When I call someone in English, I would just say, for example:

Mohammad! dinner is ready.

محمد! العشاء جاهز

In Arabic, we have what's called calling prefixes. These prefixes are used before the name of what is being called (Huroof AnNada'), the callee (Al Munada).
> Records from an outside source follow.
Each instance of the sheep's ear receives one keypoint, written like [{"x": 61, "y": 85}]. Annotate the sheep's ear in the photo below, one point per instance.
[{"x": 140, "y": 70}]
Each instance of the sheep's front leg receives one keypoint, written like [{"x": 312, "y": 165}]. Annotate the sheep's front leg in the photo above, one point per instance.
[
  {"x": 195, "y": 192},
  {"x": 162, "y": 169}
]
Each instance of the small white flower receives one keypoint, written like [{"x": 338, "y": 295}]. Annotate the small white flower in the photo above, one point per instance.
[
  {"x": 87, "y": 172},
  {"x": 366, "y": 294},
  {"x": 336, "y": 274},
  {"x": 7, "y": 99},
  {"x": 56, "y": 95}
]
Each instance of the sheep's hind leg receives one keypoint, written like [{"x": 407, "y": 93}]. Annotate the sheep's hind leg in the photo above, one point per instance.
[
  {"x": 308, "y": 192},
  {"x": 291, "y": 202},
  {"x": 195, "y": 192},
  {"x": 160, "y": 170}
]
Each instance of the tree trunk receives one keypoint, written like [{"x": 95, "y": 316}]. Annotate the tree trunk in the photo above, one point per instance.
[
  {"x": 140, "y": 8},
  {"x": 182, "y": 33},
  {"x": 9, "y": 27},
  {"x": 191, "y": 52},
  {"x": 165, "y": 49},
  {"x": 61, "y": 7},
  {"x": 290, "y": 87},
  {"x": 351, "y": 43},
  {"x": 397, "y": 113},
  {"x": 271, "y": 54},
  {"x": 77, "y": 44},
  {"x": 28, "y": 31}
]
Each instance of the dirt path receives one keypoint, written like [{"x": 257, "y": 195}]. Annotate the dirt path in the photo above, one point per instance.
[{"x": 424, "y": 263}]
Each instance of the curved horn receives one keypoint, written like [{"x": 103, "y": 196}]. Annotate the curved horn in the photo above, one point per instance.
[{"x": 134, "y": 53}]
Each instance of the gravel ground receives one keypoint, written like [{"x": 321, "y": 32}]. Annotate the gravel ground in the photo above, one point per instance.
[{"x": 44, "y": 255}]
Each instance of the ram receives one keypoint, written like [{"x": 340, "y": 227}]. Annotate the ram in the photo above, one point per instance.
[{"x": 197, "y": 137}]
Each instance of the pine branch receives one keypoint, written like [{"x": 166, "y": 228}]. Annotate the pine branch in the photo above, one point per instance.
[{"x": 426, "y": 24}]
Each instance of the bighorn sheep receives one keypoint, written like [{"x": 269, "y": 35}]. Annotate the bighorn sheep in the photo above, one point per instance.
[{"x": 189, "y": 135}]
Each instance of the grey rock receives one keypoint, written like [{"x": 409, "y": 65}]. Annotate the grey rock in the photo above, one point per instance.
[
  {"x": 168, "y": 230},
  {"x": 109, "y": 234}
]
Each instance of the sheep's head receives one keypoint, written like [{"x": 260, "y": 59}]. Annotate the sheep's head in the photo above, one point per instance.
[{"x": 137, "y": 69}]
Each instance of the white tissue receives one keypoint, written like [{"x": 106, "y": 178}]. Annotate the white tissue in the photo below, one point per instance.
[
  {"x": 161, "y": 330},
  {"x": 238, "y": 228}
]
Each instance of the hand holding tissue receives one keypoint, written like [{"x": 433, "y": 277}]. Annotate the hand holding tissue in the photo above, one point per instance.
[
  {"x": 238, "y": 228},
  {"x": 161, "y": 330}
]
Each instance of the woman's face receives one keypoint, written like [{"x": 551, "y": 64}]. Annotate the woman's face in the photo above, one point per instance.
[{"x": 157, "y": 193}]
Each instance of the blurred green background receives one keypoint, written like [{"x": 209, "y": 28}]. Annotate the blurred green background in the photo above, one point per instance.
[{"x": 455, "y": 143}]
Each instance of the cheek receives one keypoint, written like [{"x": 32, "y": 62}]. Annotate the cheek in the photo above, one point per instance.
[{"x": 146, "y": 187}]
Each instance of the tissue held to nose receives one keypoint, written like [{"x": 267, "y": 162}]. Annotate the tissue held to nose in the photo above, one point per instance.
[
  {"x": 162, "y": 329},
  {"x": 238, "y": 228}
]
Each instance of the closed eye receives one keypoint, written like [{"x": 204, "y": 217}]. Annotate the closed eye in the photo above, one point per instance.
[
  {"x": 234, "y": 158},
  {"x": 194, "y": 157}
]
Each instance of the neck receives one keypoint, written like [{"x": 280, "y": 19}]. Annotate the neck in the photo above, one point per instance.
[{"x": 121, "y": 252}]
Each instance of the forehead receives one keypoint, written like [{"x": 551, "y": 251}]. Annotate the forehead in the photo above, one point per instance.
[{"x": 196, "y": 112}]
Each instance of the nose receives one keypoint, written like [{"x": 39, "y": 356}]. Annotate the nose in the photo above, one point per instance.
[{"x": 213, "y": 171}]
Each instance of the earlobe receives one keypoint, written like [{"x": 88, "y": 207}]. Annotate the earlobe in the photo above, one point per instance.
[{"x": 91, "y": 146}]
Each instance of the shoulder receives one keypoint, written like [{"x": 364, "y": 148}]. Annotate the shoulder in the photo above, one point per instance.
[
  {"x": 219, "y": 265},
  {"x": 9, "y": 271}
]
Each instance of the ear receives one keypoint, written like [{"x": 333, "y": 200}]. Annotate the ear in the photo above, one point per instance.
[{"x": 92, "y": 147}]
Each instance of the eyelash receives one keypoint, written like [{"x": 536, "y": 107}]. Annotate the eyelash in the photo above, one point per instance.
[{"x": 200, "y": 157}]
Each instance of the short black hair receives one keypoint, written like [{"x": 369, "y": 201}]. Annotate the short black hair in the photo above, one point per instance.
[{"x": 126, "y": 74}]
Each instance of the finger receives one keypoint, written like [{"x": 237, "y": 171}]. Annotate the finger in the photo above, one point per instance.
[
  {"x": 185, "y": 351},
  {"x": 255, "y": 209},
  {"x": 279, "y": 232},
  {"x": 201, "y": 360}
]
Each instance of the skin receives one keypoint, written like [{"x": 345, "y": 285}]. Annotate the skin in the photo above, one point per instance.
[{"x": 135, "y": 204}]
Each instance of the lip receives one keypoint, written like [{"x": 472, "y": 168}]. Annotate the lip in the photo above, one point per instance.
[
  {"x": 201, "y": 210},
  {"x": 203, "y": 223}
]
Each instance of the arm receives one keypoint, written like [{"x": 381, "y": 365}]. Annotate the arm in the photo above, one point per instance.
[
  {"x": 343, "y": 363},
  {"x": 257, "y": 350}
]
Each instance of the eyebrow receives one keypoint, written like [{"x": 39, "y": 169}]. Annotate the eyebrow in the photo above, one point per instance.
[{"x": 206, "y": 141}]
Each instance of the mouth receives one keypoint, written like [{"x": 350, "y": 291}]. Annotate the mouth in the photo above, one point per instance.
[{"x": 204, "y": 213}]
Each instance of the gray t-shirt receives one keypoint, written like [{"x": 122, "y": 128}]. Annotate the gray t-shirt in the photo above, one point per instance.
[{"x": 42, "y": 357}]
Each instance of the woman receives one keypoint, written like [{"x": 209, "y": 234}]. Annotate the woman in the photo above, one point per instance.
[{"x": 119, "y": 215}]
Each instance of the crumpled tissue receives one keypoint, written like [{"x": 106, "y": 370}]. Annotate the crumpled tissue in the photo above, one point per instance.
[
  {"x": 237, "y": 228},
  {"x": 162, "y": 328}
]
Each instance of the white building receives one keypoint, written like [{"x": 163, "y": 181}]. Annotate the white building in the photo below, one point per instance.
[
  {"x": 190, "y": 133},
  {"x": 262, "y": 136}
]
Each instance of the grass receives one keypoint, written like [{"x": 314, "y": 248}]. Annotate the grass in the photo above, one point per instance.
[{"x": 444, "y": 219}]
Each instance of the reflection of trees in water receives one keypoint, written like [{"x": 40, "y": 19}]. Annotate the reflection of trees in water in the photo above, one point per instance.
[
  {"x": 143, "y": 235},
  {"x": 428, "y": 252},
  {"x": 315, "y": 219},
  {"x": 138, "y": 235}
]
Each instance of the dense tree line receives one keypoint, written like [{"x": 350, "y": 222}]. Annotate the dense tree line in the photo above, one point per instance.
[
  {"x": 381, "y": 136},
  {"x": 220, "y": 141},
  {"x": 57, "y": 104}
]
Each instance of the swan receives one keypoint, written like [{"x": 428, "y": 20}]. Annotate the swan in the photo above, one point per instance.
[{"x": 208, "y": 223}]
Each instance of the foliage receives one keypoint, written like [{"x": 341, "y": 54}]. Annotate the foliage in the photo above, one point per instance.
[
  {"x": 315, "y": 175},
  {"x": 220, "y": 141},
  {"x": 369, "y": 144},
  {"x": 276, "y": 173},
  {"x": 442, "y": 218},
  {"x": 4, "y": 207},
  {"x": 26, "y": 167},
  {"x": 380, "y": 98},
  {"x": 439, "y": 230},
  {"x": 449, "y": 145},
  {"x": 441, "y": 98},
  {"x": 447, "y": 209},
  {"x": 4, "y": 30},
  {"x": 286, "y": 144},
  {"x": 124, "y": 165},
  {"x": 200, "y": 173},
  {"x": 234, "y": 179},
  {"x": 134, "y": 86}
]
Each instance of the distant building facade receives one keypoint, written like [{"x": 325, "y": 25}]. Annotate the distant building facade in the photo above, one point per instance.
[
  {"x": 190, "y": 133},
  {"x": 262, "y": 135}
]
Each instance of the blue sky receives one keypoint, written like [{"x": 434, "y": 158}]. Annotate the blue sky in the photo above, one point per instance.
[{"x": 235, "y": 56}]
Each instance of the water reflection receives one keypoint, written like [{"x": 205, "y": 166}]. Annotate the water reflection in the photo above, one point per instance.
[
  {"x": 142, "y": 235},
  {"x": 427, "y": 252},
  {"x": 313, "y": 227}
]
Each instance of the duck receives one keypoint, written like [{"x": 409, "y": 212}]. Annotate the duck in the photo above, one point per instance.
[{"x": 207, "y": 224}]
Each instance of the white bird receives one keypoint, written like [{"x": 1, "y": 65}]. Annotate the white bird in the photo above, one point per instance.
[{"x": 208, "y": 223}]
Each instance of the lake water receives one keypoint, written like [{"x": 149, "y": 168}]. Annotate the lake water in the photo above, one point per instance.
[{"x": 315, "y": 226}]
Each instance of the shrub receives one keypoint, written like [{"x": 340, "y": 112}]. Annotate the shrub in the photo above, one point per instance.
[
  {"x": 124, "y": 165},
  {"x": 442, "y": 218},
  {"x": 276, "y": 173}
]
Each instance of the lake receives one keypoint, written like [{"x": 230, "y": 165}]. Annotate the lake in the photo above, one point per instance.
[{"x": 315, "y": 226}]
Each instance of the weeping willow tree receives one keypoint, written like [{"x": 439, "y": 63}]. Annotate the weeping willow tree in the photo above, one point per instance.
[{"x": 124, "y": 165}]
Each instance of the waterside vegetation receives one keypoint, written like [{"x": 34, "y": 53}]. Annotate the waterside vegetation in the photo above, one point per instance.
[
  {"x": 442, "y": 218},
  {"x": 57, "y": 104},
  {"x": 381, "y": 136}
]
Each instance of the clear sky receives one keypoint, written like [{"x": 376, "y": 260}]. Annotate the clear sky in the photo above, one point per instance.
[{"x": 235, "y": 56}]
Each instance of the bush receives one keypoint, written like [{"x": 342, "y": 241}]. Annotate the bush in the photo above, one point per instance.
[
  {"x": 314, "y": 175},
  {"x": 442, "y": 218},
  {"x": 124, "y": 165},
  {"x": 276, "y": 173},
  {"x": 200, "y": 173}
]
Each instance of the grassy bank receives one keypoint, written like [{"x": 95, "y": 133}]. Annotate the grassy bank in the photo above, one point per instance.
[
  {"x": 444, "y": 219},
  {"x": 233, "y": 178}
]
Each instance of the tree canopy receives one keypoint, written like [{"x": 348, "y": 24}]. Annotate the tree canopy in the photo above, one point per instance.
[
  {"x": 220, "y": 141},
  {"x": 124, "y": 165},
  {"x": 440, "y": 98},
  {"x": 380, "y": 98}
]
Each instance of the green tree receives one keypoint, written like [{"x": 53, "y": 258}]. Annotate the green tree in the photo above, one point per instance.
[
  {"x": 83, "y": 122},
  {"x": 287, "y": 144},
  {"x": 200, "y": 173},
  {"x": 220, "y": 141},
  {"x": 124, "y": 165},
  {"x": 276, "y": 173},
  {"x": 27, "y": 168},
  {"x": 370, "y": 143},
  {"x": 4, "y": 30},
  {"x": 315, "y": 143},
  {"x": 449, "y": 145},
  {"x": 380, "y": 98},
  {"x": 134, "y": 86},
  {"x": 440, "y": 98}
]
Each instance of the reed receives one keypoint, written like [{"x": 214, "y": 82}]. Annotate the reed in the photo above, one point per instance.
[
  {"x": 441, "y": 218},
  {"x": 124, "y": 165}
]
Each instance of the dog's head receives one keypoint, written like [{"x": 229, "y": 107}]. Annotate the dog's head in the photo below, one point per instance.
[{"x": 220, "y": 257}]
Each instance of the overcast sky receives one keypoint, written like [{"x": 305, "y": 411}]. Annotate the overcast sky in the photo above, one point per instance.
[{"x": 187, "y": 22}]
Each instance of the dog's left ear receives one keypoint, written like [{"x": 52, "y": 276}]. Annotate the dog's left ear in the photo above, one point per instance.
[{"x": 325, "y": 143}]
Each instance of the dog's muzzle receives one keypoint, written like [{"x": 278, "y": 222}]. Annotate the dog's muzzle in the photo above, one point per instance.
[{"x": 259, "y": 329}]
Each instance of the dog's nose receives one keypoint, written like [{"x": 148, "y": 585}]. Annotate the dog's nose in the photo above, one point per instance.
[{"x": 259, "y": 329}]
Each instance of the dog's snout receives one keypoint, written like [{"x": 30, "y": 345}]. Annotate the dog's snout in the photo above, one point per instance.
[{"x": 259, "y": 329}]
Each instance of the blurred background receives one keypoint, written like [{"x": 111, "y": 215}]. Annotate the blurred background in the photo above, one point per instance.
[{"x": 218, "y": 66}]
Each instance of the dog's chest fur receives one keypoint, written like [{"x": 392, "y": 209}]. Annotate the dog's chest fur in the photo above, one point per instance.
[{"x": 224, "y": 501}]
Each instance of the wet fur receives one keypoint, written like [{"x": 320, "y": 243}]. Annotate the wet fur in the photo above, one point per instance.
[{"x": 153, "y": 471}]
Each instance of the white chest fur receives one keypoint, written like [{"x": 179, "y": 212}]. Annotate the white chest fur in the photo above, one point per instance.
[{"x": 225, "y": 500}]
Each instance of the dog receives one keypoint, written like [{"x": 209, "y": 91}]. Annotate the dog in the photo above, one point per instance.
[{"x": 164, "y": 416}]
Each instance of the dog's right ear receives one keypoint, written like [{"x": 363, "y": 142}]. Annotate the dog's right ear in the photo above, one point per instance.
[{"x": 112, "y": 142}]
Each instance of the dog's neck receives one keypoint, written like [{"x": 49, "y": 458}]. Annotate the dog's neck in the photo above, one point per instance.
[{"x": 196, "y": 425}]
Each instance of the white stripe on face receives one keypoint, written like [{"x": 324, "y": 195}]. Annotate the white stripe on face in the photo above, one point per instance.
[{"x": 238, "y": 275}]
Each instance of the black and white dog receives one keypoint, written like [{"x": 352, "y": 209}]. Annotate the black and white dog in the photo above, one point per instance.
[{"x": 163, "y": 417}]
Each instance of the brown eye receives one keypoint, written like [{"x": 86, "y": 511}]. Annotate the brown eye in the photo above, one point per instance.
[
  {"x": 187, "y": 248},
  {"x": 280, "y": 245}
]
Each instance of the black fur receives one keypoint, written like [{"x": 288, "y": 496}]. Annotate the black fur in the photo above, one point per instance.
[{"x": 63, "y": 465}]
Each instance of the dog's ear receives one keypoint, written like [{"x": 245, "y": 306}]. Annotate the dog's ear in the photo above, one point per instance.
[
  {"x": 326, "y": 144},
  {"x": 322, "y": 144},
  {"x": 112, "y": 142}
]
There are a number of these calling prefixes, but ya يا is the most used one. So, when I want to call someone in Arabic I would say:

Ya Mohammad! dinner is ready.

يامحمد! العشاء جاهز

By the way, it's not correct to say:

Ya Al-Karim. ياالكريم

Ya Al-Muslim. ياالمسلم

Ya يا and ال Al (witch is the same as the in English) don't fit together. The correct usage is:

Ya Karim. ياكريم

Ya Muslim. يامسلم

By dropping Al, but the Al in Allah is part of the word so you don't drop it.

As far as Allahumma اللهمّ, Allahumma is a rare grammar. It has exactly the same meaning as Ya Allah ياالله, , the same two words but in one form.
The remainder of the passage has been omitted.